Dealing with real data

The atmospheric and oceanic sciences (AOS) are “data” intensive fields, whether data refers to observations or model output. Most of the analysis we do involve datasets, and so facilities for file input/output (i/o) are critical. Fortunately, Python has very robust facilities for file i/o, and we will be dealing with realistic datasets using Python.

Data in the text file

Some data is not too big and stored in the text file. A good example is the CO$_2$ concentration in the atmosphere. In fact this is the famous “KEELING CURVE” Reading the text file is possible using the built-in function, open statement:

f = open('co2_mm_mlo.txt','r')
contents = f.readlines()
f.close()

As you might guess, f is an object that many methods are attached. Do you remember how to list all available methods and attributes?

dir(f)

You can see that close we used above is one of the methods. It is to flush and close the IO object.
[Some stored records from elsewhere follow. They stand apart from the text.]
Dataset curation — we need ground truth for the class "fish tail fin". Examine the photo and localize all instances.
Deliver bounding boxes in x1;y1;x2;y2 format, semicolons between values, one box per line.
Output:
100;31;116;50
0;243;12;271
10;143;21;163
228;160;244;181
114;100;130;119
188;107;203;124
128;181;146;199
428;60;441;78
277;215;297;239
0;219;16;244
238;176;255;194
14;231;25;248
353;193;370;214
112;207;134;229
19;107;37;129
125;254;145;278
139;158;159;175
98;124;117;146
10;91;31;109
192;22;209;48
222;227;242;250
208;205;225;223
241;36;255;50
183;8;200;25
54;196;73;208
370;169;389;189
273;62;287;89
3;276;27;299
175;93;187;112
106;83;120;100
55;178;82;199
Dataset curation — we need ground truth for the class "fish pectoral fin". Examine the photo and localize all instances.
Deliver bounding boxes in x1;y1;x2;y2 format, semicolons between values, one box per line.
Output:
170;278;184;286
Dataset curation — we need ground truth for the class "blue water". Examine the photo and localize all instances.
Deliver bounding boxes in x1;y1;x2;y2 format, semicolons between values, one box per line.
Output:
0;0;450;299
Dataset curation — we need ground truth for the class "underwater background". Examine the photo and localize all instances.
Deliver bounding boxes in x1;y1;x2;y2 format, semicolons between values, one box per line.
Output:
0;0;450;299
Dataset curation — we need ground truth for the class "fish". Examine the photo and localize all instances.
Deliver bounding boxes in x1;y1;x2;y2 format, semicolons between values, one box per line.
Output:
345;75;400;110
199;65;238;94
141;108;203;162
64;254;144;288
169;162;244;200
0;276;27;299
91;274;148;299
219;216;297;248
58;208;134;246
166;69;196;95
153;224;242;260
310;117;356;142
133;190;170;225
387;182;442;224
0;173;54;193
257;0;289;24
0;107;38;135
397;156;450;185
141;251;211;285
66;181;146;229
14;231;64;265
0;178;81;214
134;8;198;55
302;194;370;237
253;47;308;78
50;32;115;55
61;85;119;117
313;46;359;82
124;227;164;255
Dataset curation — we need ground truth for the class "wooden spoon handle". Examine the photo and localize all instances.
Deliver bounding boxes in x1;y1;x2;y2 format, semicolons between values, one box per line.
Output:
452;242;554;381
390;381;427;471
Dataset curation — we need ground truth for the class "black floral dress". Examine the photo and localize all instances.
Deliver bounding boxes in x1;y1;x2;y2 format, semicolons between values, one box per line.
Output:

Once the file IO is closed, you can grab a handle on it. (You can not do anything with f unless you open the text file again.)

The method readlines goes through each line and save it as an element of the list, contents.

In [4]: contents[:10]
Out[4]:
['# --------------------------------------------------------------------\n',
 '# USE OF NOAA ESRL DATA\n',
 '# \n',
 '# These data are made freely available to the public and the\n',
 '# scientific community in the belief that their wide dissemination\n',
 '# will lead to greater understanding and new scientific insights.\n',
 '# The availability of these data does not constitute publication\n',
 '# of the data.  NOAA relies on the ethics and integrity of the user to\n',
 '# ensure that ESRL receives fair credit for their work.  If the data \n',
 '# are obtained for potential use in a publication or presentation, \n']
 .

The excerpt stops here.